In ruling on a motion to dismiss, the court must assume that all facts alleged in the complaint are true and must draw reasonable inferences in favor of the plaintiff. See, e.g., Singer v. Pierce & Assocs., P.C., 383 F.3d 596, 597 (7th Cir. 2004) (citation omitted). The court must then determine whether the complaint satisfies "two easy-to-clear hurdles." E.E.O.C. v. Concentra Health Serv., Inc., 496 F.3d 773, 776 (7th Cir. 2007). First, the complaint's factual allegations must give the defendant adequate notice of the plaintiff's claims, and second, the complaint must raise the possibility that the plaintiff has a right to relief above the speculative level. Id. (citing Bell Atlantic Corp. v. Twombly, 127 S.Ct. 1955, 1964-65 & 1973 n. 14 (2007)).
I. Prosecutorial Immunity
Despite broad language in 42 U.S.C. § 1983 seeming to impose liability on all state officials regardless of title or function, the Supreme Court has preserved the common law defense of absolute immunity for prosecutors faced with § 1983 suits. Imbler v. Pachtman, 424 U.S. 409, 417, 424 (1976); see also Smith v. Power, 346 F.3d 740, 742 (7th Cir. 2003) (citing Imbler, 424 U.S. at 430). Illinois also recognizes some form of prosecutorial immunity, though the Illinois version appears to be slightly different from its federal counterpart. See, e.g., Aboufariss v. City of De Kalb, 713 N.E.2d 804, 812 (Ill. App. Ct. 1999); cf. White v. City of Chicago, 861 N.E.2d 1083, 1088-90 (Ill. App. Ct. 2006). Because Plaintiff raises claims under both § 1983 and state law, the SAO Defendants' absolute immunity defenses must be analyzed under both the federal and Illinois doctrines of prosecutorial immunity. See, e.g., Aboufariss, 713 N.E.2d at 812 (conducting a separate analysis for state prosecutorial immunity).
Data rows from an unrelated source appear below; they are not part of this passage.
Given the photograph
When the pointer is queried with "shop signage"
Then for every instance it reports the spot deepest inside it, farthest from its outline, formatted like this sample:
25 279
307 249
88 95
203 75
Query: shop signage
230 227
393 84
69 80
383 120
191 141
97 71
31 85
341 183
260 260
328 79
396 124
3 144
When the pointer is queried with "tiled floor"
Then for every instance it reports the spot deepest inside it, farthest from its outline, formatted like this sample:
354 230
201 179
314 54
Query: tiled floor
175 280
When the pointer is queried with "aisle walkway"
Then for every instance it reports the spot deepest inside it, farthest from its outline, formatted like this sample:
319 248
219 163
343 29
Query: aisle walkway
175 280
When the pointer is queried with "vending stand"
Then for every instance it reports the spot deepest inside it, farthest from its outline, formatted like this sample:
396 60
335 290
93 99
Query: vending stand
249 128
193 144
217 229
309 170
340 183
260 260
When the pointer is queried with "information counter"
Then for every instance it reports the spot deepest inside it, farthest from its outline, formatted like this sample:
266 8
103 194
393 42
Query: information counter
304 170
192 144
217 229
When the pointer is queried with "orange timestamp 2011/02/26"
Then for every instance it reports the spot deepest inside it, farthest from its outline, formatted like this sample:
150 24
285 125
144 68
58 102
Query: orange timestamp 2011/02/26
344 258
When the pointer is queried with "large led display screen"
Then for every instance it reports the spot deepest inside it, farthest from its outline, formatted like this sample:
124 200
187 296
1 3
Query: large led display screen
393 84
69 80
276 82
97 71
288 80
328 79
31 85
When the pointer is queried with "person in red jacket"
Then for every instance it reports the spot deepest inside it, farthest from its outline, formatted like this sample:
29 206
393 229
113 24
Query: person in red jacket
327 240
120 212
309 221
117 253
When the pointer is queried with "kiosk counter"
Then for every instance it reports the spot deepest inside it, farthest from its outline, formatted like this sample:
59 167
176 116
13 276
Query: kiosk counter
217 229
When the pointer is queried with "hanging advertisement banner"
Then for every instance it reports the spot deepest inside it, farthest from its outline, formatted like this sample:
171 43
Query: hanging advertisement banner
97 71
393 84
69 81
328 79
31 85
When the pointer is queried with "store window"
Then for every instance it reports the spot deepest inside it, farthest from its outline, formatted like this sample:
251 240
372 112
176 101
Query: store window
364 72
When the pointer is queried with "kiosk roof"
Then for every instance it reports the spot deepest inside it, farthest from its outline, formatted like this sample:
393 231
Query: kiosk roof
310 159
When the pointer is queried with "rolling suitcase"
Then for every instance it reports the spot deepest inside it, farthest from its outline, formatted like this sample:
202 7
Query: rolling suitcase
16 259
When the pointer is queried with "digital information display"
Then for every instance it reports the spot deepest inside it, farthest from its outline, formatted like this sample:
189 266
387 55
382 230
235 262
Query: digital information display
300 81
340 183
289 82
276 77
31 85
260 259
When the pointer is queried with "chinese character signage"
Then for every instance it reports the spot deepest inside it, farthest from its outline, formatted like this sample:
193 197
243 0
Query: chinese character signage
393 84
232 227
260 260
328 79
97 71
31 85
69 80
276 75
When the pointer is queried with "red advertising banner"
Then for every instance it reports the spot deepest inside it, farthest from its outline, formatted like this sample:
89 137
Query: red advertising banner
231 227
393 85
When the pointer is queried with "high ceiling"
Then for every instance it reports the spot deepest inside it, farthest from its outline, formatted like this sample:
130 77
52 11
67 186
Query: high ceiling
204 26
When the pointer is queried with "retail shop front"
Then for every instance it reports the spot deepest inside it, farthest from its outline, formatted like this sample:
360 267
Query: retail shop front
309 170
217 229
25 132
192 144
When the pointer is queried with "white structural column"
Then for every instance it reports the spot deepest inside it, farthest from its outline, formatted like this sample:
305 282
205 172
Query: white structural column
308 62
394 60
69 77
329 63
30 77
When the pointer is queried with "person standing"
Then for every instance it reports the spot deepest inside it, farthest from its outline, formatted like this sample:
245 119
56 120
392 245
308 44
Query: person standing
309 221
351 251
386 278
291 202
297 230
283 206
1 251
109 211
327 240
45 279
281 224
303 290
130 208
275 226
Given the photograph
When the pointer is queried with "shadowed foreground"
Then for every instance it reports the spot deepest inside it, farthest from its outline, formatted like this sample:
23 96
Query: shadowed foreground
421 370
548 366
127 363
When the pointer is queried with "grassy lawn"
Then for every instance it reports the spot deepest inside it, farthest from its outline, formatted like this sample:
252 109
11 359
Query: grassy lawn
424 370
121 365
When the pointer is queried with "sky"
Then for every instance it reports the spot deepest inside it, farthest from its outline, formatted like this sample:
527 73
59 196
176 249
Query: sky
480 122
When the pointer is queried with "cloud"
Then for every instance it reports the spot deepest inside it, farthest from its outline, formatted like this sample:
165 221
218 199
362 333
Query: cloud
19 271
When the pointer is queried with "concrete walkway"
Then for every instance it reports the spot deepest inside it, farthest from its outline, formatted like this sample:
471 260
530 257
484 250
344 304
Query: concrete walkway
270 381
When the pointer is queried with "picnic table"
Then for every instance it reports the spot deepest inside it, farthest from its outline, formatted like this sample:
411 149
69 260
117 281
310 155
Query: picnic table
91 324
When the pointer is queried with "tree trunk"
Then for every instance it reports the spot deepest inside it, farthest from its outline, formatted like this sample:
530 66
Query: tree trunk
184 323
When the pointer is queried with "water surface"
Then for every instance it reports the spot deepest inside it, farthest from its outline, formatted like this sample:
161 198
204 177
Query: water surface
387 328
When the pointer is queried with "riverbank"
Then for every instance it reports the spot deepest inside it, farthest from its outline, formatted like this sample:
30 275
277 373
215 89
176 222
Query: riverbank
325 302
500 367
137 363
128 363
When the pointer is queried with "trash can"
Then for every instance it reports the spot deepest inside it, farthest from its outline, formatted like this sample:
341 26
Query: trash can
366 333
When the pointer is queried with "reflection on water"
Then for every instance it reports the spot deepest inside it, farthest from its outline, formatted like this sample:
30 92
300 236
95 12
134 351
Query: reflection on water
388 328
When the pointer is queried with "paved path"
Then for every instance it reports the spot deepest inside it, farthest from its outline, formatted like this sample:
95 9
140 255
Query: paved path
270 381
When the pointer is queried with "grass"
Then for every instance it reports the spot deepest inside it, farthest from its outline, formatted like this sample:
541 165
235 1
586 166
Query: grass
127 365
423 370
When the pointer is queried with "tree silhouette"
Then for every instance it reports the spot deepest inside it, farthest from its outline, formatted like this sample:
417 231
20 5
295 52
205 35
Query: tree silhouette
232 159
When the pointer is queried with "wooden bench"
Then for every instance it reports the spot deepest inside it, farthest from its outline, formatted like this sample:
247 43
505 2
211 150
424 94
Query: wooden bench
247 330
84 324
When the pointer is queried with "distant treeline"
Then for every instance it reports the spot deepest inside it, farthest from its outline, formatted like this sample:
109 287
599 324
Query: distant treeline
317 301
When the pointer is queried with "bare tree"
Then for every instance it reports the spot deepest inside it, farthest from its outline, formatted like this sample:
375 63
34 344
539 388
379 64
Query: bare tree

A. Absolute Prosecutorial Immunity and the § 1983 Claims
With regard to the § 1983 claims, Plaintiff argues that ruling on the immunity issue at this stage of the litigation would "essentially create a heightened pleading standard." This argument might be persuasive in the context of qualified immunity. See Jacobs v. City of Chicago, 215 F.3d 758, 765 n.3 (7th Cir. 2000) ("in many cases, the existence of qualified immunity will depend on the particular facts of a given case") (emphasis supplied). However, Imbler established absolute rather than qualified immunity for prosecutors, 424 U.S. at 424-25, and it is absolute immunity which is being invoked by the SAO Defendants in their Motion to Dismiss. The distinction between absolute and qualified immunity is important from a procedural standpoint; the Imbler Court noted that "absolute immunity defeats a suit at the outset, so long as the official's actions were within the scope of the immunity," whereas qualified immunity must be evaluated in light of facts not necessarily present in the pleadings. Imbler, 424 U.S. at 419 n. 13; see also Scheuer v. Rhodes, 416 U.S. 232, 242-43 (1974). Because the pleadings themselves may provide sufficient support for the defense, it is appropriate for this Court to rule on the SAO Defendants' claim of absolute prosecutorial immunity in the context of the Motion to Dismiss.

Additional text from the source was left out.